CCCS of Hawaii is a non-profit community service organization providing confidential, professional financial education and debt counseling - at no or low cost - to Hawaii’s families. Our job is to aid and rehabilitate financially distressed people and families through credit counseling and, when necessary, to negotiate payment arrangements with their creditors. Also, we provide group educational programs on family money management, budgeting and the wise use of credit. We have provided these services for over 37 years from our Honolulu, Maui and Big Island offices. We are the only credit counseling service in the state with membership in the National Foundation for Credit Counseling (NFCC), fully accredited by the Counsel on Accreditation for Children and Family Services (COA) and the sole Hawaii-based provider of pre-bankruptcy counseling services approved by the Executive Office of the US Trustee/Dept. of Justice.
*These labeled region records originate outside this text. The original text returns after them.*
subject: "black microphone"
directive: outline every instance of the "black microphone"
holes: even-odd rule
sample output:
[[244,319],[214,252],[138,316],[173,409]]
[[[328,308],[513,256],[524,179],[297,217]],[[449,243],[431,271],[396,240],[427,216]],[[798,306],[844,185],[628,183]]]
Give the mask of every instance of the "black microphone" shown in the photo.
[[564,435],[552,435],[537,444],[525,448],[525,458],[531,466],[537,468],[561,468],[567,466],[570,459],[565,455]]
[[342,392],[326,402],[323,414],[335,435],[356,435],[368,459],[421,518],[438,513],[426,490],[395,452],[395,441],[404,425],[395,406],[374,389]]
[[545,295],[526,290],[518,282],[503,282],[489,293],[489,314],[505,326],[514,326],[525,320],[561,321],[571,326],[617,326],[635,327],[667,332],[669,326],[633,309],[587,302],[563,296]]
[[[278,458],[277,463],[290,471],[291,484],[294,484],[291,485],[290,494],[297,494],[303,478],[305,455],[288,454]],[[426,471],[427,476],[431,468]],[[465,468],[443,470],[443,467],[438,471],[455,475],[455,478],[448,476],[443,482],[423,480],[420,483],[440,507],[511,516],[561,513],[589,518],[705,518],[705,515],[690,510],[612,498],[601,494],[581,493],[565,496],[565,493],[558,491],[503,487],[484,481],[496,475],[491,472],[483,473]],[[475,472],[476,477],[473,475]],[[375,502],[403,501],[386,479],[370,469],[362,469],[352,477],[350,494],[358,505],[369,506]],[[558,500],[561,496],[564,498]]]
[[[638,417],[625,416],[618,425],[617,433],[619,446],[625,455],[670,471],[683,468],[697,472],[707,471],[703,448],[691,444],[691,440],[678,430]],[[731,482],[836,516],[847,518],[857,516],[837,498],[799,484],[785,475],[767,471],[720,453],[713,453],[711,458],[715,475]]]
Each year, our counselors conduct face-to-face and telephone counseling for hundreds of individuals and families. These counseling sessions involve a total review of the client’s financial condition, spending habits and debt load. After setting up a realistic living expenses budget the counselor determines the next steps needed to solve the client’s debt issues. Most of the families who come to see us are able to manage their own finances after receiving this educational counseling and a little on-going support and coaching if needed. The counselor will also refer the client to other social service agencies in the community for assistance with special problems.
For some of the families we counsel, their financial crisis is so great they require intervention in the form of a Debt Management Plan. CCCS of Hawaii negotiates directly with each of the creditors to establish a repayment plan that is suitable for the client. By acting as an intermediary, we give the client the opportunity to start fresh and to regain control of their financial lives.
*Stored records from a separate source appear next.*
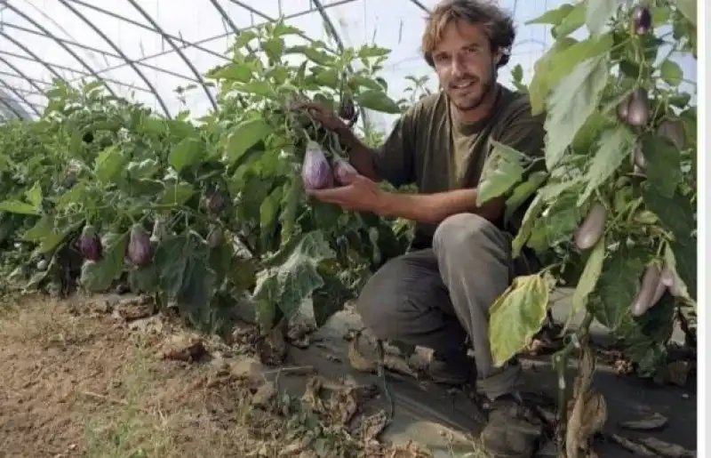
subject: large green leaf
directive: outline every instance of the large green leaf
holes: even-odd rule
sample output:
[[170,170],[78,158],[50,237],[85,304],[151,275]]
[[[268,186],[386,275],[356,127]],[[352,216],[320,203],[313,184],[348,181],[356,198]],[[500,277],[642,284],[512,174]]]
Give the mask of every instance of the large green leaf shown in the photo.
[[682,155],[671,142],[656,135],[647,135],[642,142],[646,162],[645,173],[650,186],[660,196],[674,197],[682,182]]
[[107,184],[114,182],[124,172],[125,158],[117,146],[110,146],[96,157],[94,173],[100,181]]
[[247,150],[267,138],[274,129],[263,117],[243,121],[229,133],[225,157],[234,164]]
[[531,205],[528,206],[523,220],[521,222],[521,229],[518,229],[516,237],[511,242],[511,253],[513,258],[517,258],[521,253],[521,250],[533,233],[533,229],[536,225],[538,218],[546,207],[546,202],[541,197],[540,194],[536,194]]
[[546,117],[546,166],[552,170],[590,115],[597,108],[609,77],[607,59],[579,64],[553,90]]
[[580,62],[610,51],[614,44],[612,34],[595,35],[575,44],[561,48],[553,54],[547,80],[548,87],[554,87]]
[[518,277],[490,309],[489,344],[495,366],[521,351],[539,332],[548,307],[547,283],[539,275]]
[[504,221],[507,222],[516,210],[536,193],[547,177],[546,172],[534,172],[528,180],[516,186],[506,201]]
[[124,273],[124,254],[129,234],[108,233],[103,237],[103,259],[85,261],[82,266],[80,283],[86,291],[103,293]]
[[599,34],[617,10],[618,0],[586,0],[585,23],[590,33]]
[[694,209],[688,198],[678,192],[672,197],[664,197],[652,186],[647,186],[643,196],[647,209],[657,215],[664,229],[681,240],[691,237],[696,221]]
[[634,143],[635,137],[623,125],[609,129],[603,133],[597,143],[595,157],[586,174],[587,184],[578,199],[579,205],[587,200],[598,186],[614,174],[625,158],[629,157]]
[[508,193],[523,178],[520,153],[497,143],[493,147],[482,173],[482,181],[476,189],[476,205]]
[[178,172],[199,163],[205,157],[206,150],[202,141],[196,138],[187,138],[175,145],[168,156],[168,162]]
[[641,253],[621,248],[603,264],[595,298],[589,304],[589,309],[595,319],[611,332],[631,316],[629,308],[636,296],[645,261]]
Fewer than 10 percent of the clients who come to see us actually need protection under the bankruptcy laws. This is remarkable considering that practically everyone who contacts us thinks bankruptcy is their only option.
There has been a huge increase of profiteering counseling agencies within the past few years. You can see their flashy ads on TV and the Internet, promising quick and painless solutions to debt problems. Don’t believe them! Often they charge enormous start-up fees for long distance “counseling” that is of no long-term benefit to anyone but themselves. Little or no time is spent on budgeting or finding the source of financial problems. No attempt is made to help the consumer to develop better money management skills. These are crucial to the person’s success in repaying debt and avoiding over-extension later.
Many of our clients get into financial trouble because of simple need and a lack of financial know-how. Few have used credit to support an extravagant life-style. Some may be in crisis because of divorce, illness or unexpected job losses. However, the majority are families whose income has failed to keep pace with Hawaii’s rising cost of living. Increased rents due to our housing shortage and soaring property values, rapidly rising gasoline and utility costs are also severely impacting our population. Many low to moderate income families are mistakenly covering shortfalls by using credit for basic necessities such as rent, gasoline, car insurance, groceries, etc.
The impact of being overwhelmed by debt reaches much further than you would imagine. The No. 1 cause of divorce is still financial stress. It splinters families, often leads to substance and alcohol abuse and domestic violence, and influences homelessness rates.
Our sense of self-esteem is strongly connected with our financial lives and choices. It is easy for some to be apathetic toward folks with money problems, but the truth of the matter is that we all engage with the credit industry on some level, and it only takes a few missteps (or a series of unforeseen events) to derail us. We at CCCS of Hawaii know this to be true as we see it every day.